The problem isn’t that business leaders need to have an engineering background and they don’t, but that few outside engineering silos know how to discuss critical software systems. As a result, software bugs usually stay under the CEO’s radar unless a cataclysmic event occurs.

Toyota’s sudden acceleration problem was a textbook case of what can happen without a proactive internal quality system. Between 2004 and 2010, several investigations were opened to determine if Toyota vehicles accelerated properly; various theories have blamed electronics, floor mat entrapment, and “sticky” pedals. Toyota maintains that software bugs were not responsible for the errors. When a lawsuit against Toyota was settled three years later, two expert witnesses retained by the plaintiffs reported that the “system was faulty and dangerous, riddled with bugs and gaps in its safeties that led to the root cause of the failure. ‘accident”. A Toyota programmer described the engine control application as “like spaghetti.” The drawn-out nature and lack of resolution of this case are clear signs that there was an inadequate quality review system in place. With a good system, any bugs would have been visible to leaders month after month, early and often, prompting effective and vital action. Since the complaints, Toyota has become much more proactive in responding to concerns. Unrelated to acceleration issues, in February 2010 Toyota proactively recalled 437,000 cars to fix brake software. Another positive outcome was that in a 2014 DOJ settlement regarding floor mats and sticky pedals, Toyota announced that it had made fundamental changes to its corporate structure and internal safety controls, including a team rapid response to investigate potential defects.
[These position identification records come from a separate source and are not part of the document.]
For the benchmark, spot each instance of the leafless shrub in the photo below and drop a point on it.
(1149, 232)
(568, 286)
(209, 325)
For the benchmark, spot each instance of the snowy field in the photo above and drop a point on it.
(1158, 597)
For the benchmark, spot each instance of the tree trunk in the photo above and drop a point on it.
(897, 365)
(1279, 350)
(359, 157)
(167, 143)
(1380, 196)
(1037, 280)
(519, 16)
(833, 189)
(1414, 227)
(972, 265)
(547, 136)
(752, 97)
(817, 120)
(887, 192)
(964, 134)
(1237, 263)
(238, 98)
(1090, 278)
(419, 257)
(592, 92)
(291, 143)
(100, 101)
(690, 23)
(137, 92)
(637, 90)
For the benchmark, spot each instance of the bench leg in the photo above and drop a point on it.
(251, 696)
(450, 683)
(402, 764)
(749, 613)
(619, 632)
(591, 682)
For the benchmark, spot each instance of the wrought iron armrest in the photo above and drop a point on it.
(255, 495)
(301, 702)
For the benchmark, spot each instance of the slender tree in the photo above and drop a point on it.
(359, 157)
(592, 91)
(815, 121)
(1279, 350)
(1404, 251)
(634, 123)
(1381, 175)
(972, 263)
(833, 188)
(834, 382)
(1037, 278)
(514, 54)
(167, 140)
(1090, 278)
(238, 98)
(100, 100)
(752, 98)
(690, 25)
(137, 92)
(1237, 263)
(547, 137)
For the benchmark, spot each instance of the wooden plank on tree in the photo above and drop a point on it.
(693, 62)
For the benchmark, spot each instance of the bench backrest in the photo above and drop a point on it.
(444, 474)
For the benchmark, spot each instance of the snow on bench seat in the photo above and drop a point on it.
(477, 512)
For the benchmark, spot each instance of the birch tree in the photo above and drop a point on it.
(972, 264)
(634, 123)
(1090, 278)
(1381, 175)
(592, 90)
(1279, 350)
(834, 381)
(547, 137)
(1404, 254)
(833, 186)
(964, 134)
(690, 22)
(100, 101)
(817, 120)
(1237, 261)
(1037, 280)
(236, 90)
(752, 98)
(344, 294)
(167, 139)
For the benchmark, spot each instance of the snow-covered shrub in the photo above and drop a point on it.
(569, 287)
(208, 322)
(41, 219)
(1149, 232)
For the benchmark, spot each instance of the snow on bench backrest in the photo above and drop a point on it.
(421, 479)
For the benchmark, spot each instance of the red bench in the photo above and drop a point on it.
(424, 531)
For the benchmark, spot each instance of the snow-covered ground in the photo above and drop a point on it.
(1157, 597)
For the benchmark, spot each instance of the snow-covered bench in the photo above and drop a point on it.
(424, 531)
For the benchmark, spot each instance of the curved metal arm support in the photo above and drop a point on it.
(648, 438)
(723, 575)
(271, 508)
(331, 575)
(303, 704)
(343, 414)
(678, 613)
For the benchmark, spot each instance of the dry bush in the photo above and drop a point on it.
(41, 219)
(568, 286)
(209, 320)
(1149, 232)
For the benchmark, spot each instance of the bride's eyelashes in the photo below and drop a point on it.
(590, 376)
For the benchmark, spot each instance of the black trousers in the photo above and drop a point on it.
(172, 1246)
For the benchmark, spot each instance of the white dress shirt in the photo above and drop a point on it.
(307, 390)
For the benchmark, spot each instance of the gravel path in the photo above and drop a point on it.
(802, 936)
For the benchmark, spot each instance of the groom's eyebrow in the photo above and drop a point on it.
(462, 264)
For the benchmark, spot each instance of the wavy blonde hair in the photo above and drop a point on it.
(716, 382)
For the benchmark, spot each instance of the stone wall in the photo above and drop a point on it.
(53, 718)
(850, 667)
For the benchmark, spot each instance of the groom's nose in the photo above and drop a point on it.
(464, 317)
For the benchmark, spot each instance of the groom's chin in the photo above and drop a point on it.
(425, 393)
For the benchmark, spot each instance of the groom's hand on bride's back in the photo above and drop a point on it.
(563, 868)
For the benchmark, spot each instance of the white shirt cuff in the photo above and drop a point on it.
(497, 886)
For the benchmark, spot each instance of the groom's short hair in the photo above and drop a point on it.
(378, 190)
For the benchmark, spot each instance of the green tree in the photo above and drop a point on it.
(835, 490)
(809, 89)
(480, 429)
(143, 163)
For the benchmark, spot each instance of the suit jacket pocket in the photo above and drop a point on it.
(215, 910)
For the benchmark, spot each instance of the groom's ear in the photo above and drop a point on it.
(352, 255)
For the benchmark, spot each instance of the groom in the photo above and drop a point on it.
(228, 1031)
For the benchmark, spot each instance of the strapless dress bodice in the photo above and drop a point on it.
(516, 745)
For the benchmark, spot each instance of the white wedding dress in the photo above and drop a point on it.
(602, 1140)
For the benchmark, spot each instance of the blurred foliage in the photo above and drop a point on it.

Business leaders can and should be intimately involved in software quality, just as they are in sales and finance departments. This involves understanding how technical teams work and setting up a quality management system.

What does leading the way look like

I worked in IBM’s mainframe division at a time when IBM and Microsoft had quality issues that caused significant headwinds and customer satisfaction issues. By the early 1990s, IBM was experiencing serious quality issues in the field in addition to difficulty meeting deadlines for new products. CEO Louis Gerstner Jr. was frustrated that on the due date of some products he was told they would miss the launch date by a year. In a legendary memo, Gerstner proposed an amnesty program – 30 days to reset dates, and after that, missing a date would be grounds for dismissal.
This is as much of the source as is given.